Improve receive error heirarchy#1031

Merged
DanGould merged 7 commits intopayjoin:masterfrom
DanGould:receive-error-heirarchy
Sep 2, 2025
Merged

Improve receive error heirarchy#1031
DanGould merged 7 commits intopayjoin:masterfrom
DanGould:receive-error-heirarchy

Conversation

@DanGould
Copy link
Contributor

@DanGould DanGould commented Sep 2, 2025

I delete a few error types, refine function definitions, and ultimately change the receive module error heirarchy so that the top level receive::Error is the only one that contains the Implementation variant, where previously these could be defined in multiple places across the stack.

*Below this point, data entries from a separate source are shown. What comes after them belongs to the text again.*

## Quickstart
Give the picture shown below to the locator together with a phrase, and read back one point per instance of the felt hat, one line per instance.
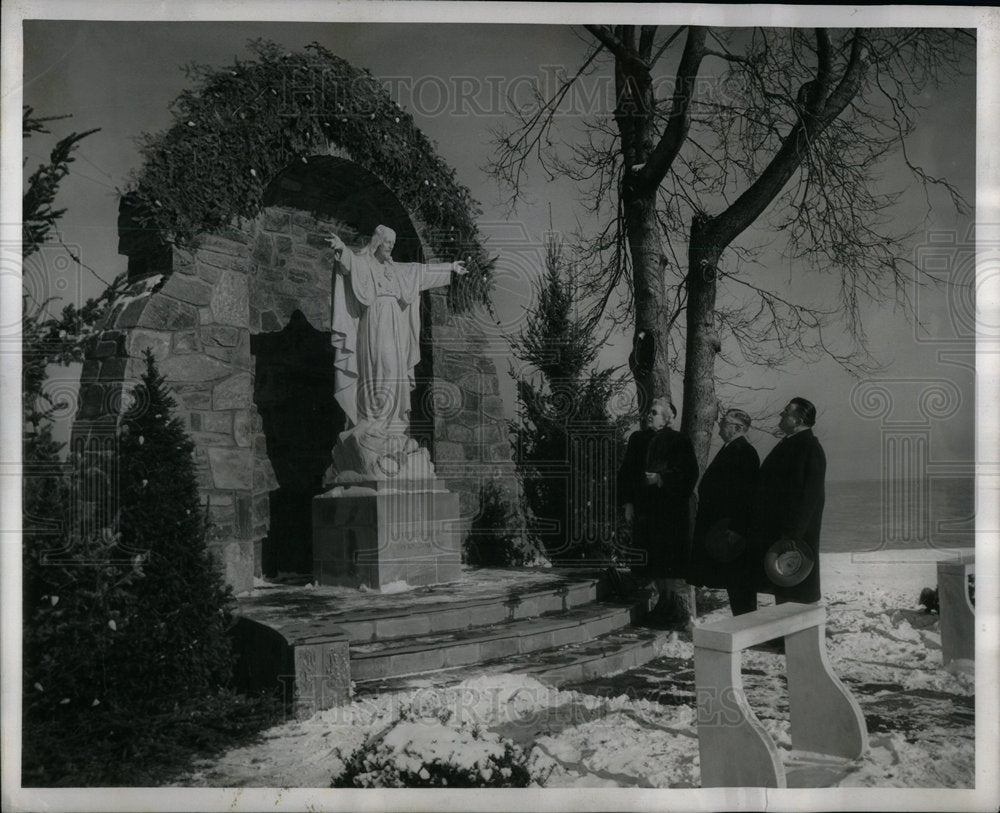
(721, 545)
(787, 564)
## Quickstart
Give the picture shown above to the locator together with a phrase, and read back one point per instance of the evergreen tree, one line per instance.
(177, 635)
(568, 445)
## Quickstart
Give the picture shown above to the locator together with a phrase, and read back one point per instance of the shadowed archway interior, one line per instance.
(293, 364)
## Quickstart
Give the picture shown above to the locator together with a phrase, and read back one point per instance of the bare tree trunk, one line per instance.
(650, 359)
(700, 402)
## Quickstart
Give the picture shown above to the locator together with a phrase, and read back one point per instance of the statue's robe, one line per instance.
(376, 333)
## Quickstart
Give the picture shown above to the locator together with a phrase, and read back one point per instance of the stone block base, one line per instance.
(236, 558)
(377, 533)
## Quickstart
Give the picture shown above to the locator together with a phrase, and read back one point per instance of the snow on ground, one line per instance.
(637, 729)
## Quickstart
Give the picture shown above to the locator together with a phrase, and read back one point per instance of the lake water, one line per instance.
(859, 517)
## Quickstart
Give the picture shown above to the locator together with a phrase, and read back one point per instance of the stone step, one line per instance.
(607, 654)
(480, 644)
(318, 618)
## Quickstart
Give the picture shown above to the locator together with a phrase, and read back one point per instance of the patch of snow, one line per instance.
(395, 587)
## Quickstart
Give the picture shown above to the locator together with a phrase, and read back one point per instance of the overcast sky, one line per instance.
(121, 77)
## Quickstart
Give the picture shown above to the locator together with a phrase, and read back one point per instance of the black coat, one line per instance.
(789, 502)
(726, 491)
(661, 526)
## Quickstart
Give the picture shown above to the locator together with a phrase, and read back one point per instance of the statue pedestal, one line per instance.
(374, 532)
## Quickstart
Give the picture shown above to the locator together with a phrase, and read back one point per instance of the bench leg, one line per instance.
(736, 750)
(825, 717)
(958, 616)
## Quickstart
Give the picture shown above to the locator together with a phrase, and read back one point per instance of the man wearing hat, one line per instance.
(788, 511)
(725, 497)
(655, 482)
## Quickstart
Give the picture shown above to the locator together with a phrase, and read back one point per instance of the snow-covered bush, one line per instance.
(426, 753)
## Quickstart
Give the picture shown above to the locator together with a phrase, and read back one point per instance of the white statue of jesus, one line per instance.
(375, 327)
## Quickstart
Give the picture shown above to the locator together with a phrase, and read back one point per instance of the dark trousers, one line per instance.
(742, 599)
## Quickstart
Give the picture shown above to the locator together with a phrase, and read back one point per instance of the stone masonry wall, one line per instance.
(202, 319)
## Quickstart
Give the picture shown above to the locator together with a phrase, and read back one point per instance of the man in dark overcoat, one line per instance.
(725, 497)
(788, 503)
(655, 483)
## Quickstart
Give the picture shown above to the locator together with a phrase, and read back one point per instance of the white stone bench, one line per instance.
(958, 616)
(736, 750)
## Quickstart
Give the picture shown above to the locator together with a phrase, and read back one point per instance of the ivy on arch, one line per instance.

In order to solve #793 and #403 two (currently conflated) problems must be solved: Error Handling and error classification. This addresses the latter.

I'll need to follow this up to address #793, but getting the hierarchy of classification right, including the removal of superfluous errors was my first step.

Error handling involves a response to the counterparty and reporting to the client. In V1, that means serializing the error as JSON and making the network call to respond as well as printing a log message. That's demonstrated here in the 5th commit. We'll need to introduce some testing around this as it firms up. In v2, errors need to be persisted. They can be either fatal or transient in nature, with basically all errors being Implementation errors. It is not yet clear to me whether all ImplementationError types imply transient errors for certain, but for now that is how we make the distinction. if this is not the case, we must come up with some enumeration for ImplementationErrors that let us better categorize them so that the history replay can handle them appropriately.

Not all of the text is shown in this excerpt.